Trop c'est trop : l'injonction à l'effort épuise les ados atypiques

Coach spécialisée dans l'accompagnement des personnes TSA et TDAH, elle-même autiste, Isabelle Coisy* explique pourquoi ce que l'école prend pour de la paresse est souvent le signe d'un cerveau déjà au bout de ses ressources.

Dans la société actuelle, la notion d’effort est élevée au rang de vertu suprême, condition nécessaire à toute réussite. Dès leur entrée à la maternelle, on dit aux enfants qu’ils doivent “bien travailler en classe”, que “tout s’obtient grâce à un travail acharné”, que “la persévérance paie toujours”, que “rien ne s’obtient sans efforts”, et le fameux “si tu veux, tu peux”.

Or, que se passe-t-il quand le “fais un effort” devient une injonction permanente chez l’ado atypique qui, pour s’adapter à son environnement, doit déjà fournir bien plus d’énergie que les autres ?

Conseil de classe, 15h30, un mardi de mars

Nathan, quinze ans, seconde générale. Sa mère est convoquée pour un “point de situation”. Autour de la table, sept professeurs. Le professeur principal ouvre le dossier. “Alors Nathan. Des capacités certaines, on le voit bien. Mais les résultats ne suivent pas. Huit en maths, sept en français, six en histoire. Il ne rend pas tous ses devoirs. Il semble... absent. Déconcentré.”

La professeure de français enchaîne : “Il comprend très vite quand on explique à l’oral. Mais à l’écrit, c’est comme s’il ne pouvait pas restituer. Je ne comprends pas. S’il faisait l’effort de se concentrer, de s’appliquer...”. Le professeur de maths acquiesce : “Pareil. Il a les capacités. Mais on dirait qu’il ne veut pas. Il faut qu’il s’investisse davantage.”

La mère de Nathan ne dit rien. Elle serre les mâchoires. Elle pense aux trois heures que Nathan passe chaque soir sur un devoir qui devrait en prendre 45 minutes. Elle pense aux crises de larmes quand il n’arrive pas à commencer un exercice. Elle pense à son fils qui se traite de “nul”, d’“incapable”, de “paresseux” parce qu’il ne comprend pas pourquoi c’est si difficile pour lui.

Elle pense au diagnostic qu’elle vient de recevoir il y a deux semaines : TDAH. Et au médecin qui lui a dit : “Votre fils ne manque pas de volonté. Son cerveau fonctionne différemment. Ce que les autres font avec cent pour cent d’effort, lui doit le faire avec trois cents pour cent. Et personne ne le voit.”

Le professeur principal conclut : “On compte sur vous pour le remotiver à la maison. Il a le potentiel. Il faut juste qu’il fasse l’effort.”

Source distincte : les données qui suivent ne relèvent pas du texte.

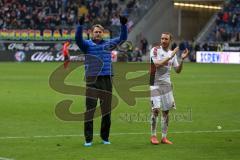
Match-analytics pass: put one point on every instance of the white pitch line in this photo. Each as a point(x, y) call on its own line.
point(119, 134)
point(2, 158)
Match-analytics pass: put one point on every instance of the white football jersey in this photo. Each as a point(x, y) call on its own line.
point(162, 73)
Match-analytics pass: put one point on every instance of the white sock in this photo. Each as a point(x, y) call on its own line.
point(164, 125)
point(154, 120)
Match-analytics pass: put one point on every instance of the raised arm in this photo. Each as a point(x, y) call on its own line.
point(124, 32)
point(160, 63)
point(82, 44)
point(179, 67)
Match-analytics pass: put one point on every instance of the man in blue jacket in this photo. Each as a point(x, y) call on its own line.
point(98, 73)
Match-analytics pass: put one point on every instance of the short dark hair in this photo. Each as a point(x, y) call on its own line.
point(98, 26)
point(168, 33)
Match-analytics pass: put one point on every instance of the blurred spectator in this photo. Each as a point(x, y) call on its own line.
point(227, 23)
point(144, 45)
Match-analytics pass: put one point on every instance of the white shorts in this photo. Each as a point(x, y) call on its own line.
point(162, 97)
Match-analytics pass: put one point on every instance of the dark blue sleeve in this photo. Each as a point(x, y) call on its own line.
point(82, 44)
point(123, 36)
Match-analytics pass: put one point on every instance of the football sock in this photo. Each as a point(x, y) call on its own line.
point(154, 120)
point(164, 125)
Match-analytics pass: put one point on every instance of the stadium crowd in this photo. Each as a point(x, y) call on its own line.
point(59, 14)
point(228, 22)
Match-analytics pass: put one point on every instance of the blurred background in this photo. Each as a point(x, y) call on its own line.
point(32, 30)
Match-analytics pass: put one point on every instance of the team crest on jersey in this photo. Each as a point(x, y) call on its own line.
point(155, 51)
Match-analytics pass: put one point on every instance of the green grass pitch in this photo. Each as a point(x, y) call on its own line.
point(207, 96)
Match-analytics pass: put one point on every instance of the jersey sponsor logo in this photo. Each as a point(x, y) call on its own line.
point(155, 51)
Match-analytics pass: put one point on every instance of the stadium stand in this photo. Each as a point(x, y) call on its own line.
point(227, 27)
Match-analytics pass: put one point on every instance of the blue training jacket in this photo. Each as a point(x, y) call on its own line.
point(98, 60)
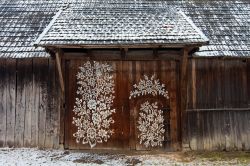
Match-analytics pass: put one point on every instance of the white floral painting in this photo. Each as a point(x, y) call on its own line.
point(150, 120)
point(151, 125)
point(93, 106)
point(149, 86)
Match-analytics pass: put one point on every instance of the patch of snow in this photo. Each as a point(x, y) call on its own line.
point(34, 157)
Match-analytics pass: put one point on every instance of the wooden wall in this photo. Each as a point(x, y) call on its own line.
point(218, 114)
point(218, 106)
point(29, 107)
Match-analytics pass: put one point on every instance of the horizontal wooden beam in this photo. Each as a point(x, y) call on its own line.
point(218, 109)
point(57, 46)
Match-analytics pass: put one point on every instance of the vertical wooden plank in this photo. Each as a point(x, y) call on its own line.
point(50, 128)
point(3, 91)
point(183, 91)
point(11, 101)
point(173, 106)
point(36, 97)
point(28, 85)
point(248, 81)
point(62, 104)
point(20, 102)
point(42, 77)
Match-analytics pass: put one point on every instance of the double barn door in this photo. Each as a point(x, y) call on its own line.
point(121, 104)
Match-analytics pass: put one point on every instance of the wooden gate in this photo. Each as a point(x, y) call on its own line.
point(131, 88)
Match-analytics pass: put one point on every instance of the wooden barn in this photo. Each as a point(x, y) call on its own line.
point(124, 74)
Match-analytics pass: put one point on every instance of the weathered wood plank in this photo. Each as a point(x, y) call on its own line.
point(3, 93)
point(29, 98)
point(36, 98)
point(42, 76)
point(183, 92)
point(50, 128)
point(22, 65)
point(11, 101)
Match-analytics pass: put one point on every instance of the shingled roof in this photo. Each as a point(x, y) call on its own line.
point(118, 23)
point(21, 22)
point(226, 23)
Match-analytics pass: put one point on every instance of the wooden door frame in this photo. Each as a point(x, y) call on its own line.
point(181, 93)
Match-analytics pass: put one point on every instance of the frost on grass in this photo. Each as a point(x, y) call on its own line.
point(34, 157)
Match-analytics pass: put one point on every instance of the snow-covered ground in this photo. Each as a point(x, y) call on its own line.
point(35, 157)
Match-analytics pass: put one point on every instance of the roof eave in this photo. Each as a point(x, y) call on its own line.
point(172, 45)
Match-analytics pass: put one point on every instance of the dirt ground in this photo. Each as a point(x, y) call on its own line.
point(34, 157)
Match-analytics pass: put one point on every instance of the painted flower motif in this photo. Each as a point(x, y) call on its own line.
point(151, 130)
point(149, 86)
point(91, 133)
point(93, 104)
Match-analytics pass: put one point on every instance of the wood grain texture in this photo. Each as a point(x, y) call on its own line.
point(11, 101)
point(126, 74)
point(221, 118)
point(3, 109)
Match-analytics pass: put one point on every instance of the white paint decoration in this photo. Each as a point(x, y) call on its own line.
point(93, 108)
point(150, 121)
point(149, 86)
point(151, 125)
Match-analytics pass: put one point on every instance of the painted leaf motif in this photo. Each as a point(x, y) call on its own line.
point(93, 112)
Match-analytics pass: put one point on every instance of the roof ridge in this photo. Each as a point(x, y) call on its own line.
point(50, 25)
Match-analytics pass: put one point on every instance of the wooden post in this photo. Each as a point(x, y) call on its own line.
point(183, 90)
point(59, 69)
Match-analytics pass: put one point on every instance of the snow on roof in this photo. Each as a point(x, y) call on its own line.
point(21, 22)
point(119, 23)
point(225, 22)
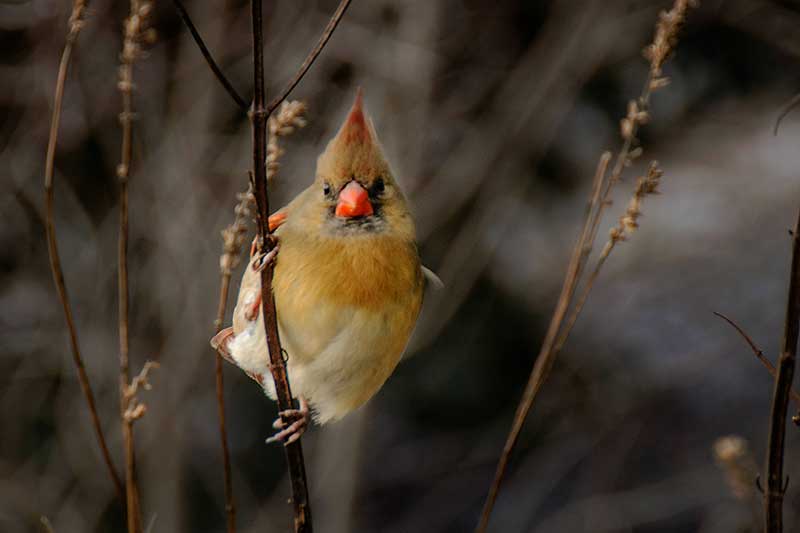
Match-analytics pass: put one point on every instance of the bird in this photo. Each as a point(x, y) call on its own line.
point(348, 284)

Le décalage entre ce qu’on voit et ce qui se passe vraiment

Cette scène, je l’ai vécue moi-même il y a quelques mois. Ma deuxième fille est rentrée en sixième cette année. Réunion parents-professeurs de rentrée avec mon mari. Nous étions face à deux enseignantes : français et anglais.

L’entretien a commencé sans aucune autre introduction par : “Votre fille est impliquée en classe mais on voit qu’elle manque de travail personnel à la maison. Il va falloir qu’elle s’organise pour travailler plus.” ,“Sinon c’est une excellente élève. Elle se tient bien en classe et fait de son mieux.”

Je voyais tous les sous-titres dans leurs phrases. Le “manque de travail” alors qu’on travaille tous les soirs avec elle pour qu’elle tienne le rythme. Le “il va falloir qu’elle s’organise” comme si c’était une question de volonté. Le “sinon” qui sous-entendait que si les résultats baissaient, ce serait de sa faute.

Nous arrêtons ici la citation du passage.